Consumer Privacy

Consumer privacy on the Internet has been predominately based on industry self-regulation in the US. The FTC had previously only issued suggested guidelines regarding the collection of personally identified information.  These fair infromation practice principles were outlined in a 1998 congressional report, and reviewed again in a 2000 congressional report. (Click here to see report). The suggested practices are based on a doctrine of informed consent with industry self-regulation.

These FTC guidelines contained four basic principles:

Notice - data collectors must disclose their information practices before collecting personal information from consumers;
Choice - consumers must be given options with respect to whether and how personal information collected from them may be used for purposes beyond those for which the information was provided;
Access - consumers should be able to view and contest the accuracy and completeness of data collected about them
Security - data collectors must take reasonable steps to assure that information collected from consumers is accurate and secure from unauthorized use.
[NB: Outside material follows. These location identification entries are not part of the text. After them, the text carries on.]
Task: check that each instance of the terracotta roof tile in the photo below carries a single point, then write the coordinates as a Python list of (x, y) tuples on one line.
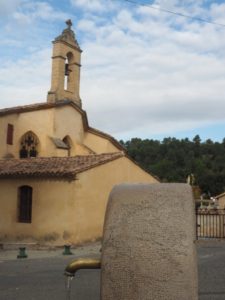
[(53, 167)]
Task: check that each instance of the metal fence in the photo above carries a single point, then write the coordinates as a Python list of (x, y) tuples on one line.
[(210, 223)]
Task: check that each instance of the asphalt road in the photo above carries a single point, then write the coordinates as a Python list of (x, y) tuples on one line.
[(43, 279)]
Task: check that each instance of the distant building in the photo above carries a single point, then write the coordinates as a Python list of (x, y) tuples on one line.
[(56, 171)]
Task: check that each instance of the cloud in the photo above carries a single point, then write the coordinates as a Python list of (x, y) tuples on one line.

These guidelines translated into industry practices of: (1) having a clearly stated privacy policy the consumer must acknowledge before collecting information; (2) allowing the consumer to review and correct information collected about them; (3) allowing a consumer to delete their account (4) keeping the collected information secure. 
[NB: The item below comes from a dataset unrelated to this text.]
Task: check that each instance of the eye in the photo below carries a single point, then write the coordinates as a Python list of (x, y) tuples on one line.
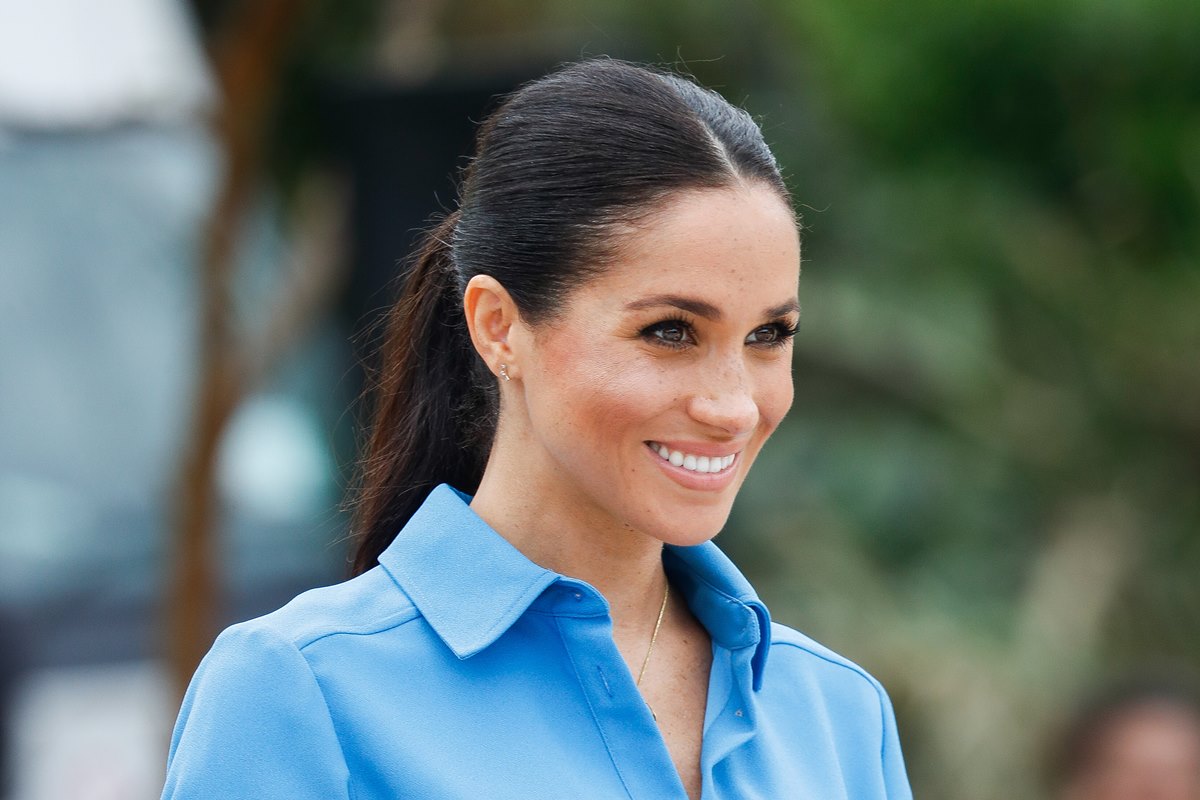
[(774, 335), (671, 332)]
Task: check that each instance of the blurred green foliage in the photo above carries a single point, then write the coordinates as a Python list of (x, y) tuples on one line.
[(987, 491)]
Companies were basically free to collect whatever information they wanted, and then do whatever they wanted with it along as they informed the consumer up front in a stated policy, and complied with thier stated policy.    

In an updated report issued in 2012, (click here for report) the FTC is recommending enhancements to these guidelines and moving forward with actual regulations under the jurisdiction of the FTC (Federal Trade Commission).  The President backs these recommendations in an effort now referred to as the Consumer Privacy Bill of Rights.
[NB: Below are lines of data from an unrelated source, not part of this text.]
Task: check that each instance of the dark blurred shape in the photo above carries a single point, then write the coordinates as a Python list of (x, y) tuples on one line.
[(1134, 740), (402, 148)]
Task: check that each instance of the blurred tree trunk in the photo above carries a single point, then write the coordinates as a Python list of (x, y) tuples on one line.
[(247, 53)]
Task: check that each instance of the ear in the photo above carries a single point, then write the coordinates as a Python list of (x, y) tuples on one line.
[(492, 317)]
The Fair Practice Principles outlines in this new report include: 
  
Privacy by Design: Build in privacy at every stage of product development; 
Simplified Choice for Businesses and Consumers: Give consumers the ability to make decisions about their data at a relevant time and context, including through a Do Not Track mechanism, while reducing the burden on businesses of providing unnecessary choices; 
Greater Transparency: Make information collection and use practices transparent.

To address concerns about undue burdens on small businesses, the final framework does not apply to companies that collect only non-sensitive data from fewer than 5,000 consumers a year, provided they do not share the data with third parties.